La scène du pauvre, dans Don Juan de Molière, est restée célèbre parce qu’elle manifeste le détournement de la charité chrétienne. Le « grand seigneur méchant homme » propose en effet au pauvre de lui faire l’aumône contre un juron. La charité, action désintéressée par principe, est ici tournée en dérision, ce qui peut être vu comme une façon pour Molière de montrer à quel point l’action désintéressée n’existe jamais véritablement.

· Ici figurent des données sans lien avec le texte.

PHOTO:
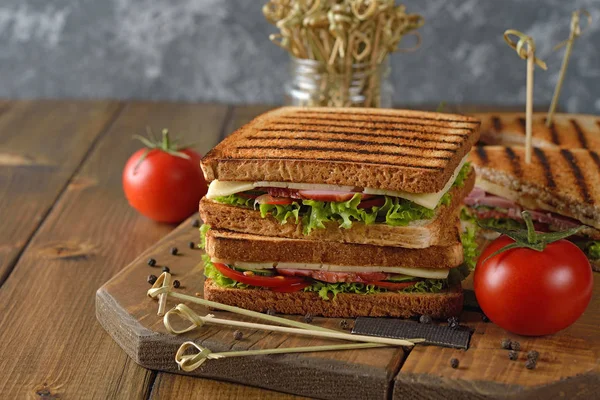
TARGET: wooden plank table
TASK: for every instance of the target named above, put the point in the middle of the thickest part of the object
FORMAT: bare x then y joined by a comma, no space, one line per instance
67,229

Peut-on en ce sens défendre l’idée même de désintéressement ? Si une action procède par principe de la volonté de faire une chose plutôt que rien, il semble contradictoire de penser qu’une action ne répond à aucune finalité intéressée, puisque dans son mobile même l’action mobilise des moyens et « s’intéresse » à la réalisation du but qu’elle vise. Toutefois, il apparaît également que la notion même d’intérêt recouvre plus que celle de but : elle désigne en général le fait que l’action poursuivrait un but égoïste ou particulier, qui impliquerait donc réciproquement la dévalorisation d’autres finalités souvent plus défendables ou avouables. La question de la définition de l’intérêt est donc au centre du problème de ce sujet.

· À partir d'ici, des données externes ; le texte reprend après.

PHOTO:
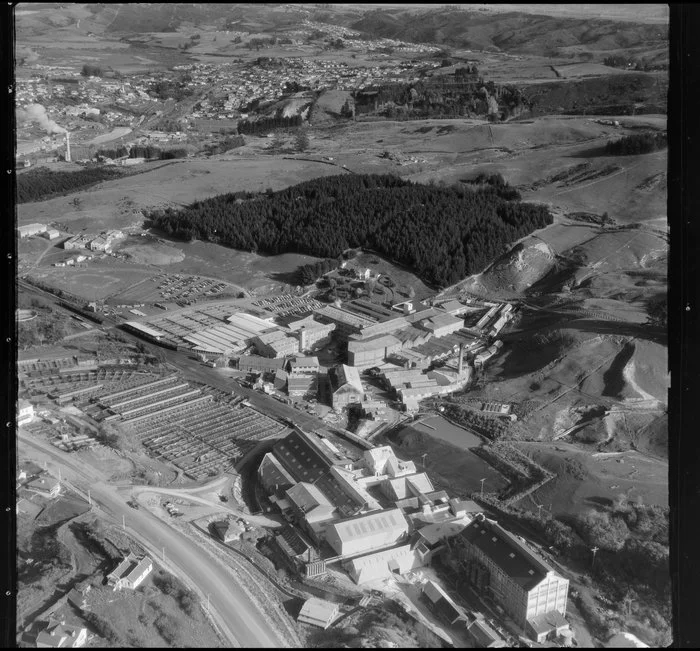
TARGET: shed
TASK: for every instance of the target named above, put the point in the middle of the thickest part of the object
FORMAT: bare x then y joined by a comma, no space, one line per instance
318,612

Nous nous attacherons à montrer tout d’abord que concevoir une action désintéressée est contradictoire avec l’essence même de toute action. Cette condamnation du désintérêt ne fait toutefois pas la part des motivations morales et immorales de l’individu. Il semble en effet possible de dire que si toute action a un but, ce but peut ne pas être centré sur la satisfaction de l’intérêt de celui qui agit, ce qui permet alors dans un second temps de défendre la possibilité du désintéressement. Néanmoins, là encore, nous en viendrons à constater que cette défense du désintérêt est réductrice, dans la mesure où il est toujours nécessaire de supposer consciemment et inconsciemment une motivation sous-jacente autre que désintéressée.